Conners' final season of 1974 saw the Raiders win the AFC West once again with a 12–2 mark, the best record in the NFL. After beating the defending champion Dolphins 28–26 in the first round in the famous "Sea of Hands" game, the Raiders lost at home to another eventual Super Bowl champion as the Steelers, down 10-3 going into the fourth quarter, outscored the Raiders 21–3 in the final quarter to win 24–13. The Steelers went on to win their first Super Bowl, beating the Vikings, 16–6.
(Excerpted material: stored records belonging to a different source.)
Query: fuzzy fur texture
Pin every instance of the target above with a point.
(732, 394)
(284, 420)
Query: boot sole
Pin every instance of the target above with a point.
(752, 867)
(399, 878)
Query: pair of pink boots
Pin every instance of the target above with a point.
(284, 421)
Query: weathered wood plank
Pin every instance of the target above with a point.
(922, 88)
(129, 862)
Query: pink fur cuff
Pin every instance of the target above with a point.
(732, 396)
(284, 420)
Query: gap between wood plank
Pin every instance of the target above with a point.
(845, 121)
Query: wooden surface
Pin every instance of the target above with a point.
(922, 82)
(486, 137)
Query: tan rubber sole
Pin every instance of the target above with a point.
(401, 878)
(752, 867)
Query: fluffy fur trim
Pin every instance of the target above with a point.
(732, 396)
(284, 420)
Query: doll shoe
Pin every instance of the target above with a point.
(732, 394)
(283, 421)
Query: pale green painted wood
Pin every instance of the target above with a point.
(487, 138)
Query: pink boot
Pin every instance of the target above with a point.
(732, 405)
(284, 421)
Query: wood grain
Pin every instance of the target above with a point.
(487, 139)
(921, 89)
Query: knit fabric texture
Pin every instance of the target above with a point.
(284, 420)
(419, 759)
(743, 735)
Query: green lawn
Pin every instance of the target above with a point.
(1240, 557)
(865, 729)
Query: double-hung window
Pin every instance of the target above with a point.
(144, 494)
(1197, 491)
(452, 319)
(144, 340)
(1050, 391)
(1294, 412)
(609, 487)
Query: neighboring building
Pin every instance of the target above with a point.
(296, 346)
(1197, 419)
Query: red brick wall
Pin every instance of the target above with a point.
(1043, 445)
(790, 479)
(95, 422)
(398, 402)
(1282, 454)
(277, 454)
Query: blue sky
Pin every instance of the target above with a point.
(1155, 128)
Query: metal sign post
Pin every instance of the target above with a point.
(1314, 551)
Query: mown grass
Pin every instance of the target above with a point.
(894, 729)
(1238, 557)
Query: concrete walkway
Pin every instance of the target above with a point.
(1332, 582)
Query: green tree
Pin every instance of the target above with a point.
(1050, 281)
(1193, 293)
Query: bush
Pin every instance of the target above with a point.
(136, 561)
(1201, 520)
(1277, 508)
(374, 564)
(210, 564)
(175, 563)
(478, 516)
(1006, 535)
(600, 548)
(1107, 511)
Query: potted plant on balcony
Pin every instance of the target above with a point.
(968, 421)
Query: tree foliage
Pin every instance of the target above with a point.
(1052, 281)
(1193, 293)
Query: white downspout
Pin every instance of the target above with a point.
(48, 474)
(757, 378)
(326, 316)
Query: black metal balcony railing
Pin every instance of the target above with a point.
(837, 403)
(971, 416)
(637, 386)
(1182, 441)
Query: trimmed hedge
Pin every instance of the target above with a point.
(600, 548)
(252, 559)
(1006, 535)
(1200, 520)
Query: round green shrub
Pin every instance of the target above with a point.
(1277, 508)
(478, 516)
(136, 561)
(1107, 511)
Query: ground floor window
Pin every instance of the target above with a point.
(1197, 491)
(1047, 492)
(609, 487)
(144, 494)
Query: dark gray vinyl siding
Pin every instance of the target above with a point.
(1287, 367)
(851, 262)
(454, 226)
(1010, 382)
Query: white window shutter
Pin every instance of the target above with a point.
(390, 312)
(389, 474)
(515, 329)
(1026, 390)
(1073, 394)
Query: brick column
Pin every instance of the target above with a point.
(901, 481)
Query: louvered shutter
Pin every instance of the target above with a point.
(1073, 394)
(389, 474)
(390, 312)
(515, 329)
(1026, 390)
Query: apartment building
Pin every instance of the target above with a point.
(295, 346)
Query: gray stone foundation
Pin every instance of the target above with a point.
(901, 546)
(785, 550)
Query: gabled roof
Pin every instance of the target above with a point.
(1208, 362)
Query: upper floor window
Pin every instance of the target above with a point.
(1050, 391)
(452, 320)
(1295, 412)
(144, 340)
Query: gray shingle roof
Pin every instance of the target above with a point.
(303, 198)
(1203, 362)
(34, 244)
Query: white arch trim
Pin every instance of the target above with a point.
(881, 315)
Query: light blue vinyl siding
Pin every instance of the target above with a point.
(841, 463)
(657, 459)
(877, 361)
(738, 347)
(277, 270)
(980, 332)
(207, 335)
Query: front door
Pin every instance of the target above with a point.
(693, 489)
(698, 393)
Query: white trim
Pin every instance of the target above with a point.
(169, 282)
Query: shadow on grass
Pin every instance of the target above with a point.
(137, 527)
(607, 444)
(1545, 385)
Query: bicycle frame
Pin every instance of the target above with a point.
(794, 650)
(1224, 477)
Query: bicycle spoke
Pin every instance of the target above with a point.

Conners appeared in 141 games with the Raiders, 110 of them as a starter. While tackles weren't considered an official statistic until much later, Conners had 15 interceptions, returning three of them for touchdowns, and he recovered 16 fumbles, returning two for scores.

Conners made several postseason All-Pro teams, mostly during a stretch from 1967 through 1969. He was a second-team all-AFL pick in 1967 by the Associated Press, United Press International and The Sporting News. In 1968, he earned first-team All-AFL honors by UPI and Pro Football Weekly and second-team by the AP. In 1969, he was a first-team All-AFL pick by The Sporting News and second-team by the AP.

Conners was named as one of the six linebackers on the AFL Hall of Fame All-1960s Team, joining the likes of Bobby Bell, Nick Buoniconti, George Webster, Larry Grantham, and Mike Stratton. The Chiefs' Bell and the Dolphins' Buoniconti are Pro Football Hall of Famers.

In Conners' 11 seasons, the Raiders won seven division titles and compiled a 105-38-11 regular-season record (.718 winning percentage). He was a foundational piece of the Raiders' defense over that period. Two years after he retired, the Raiders won their first Super Bowl title against the Vikings in 1976.

==Later life==

After his retirement, Conners remained in football as an assistant coach for the San Francisco 49ers then as a scout for the Tampa Bay Buccaneers before returning to the Raiders as a scout. Upon retiring from the organization after 25 years, he lived in the San Luis Obispo area, frequenting McCarthy's Irish Pub and the local Elks Lodge on a daily basis. He died on April 28, 2019 at the age of 77.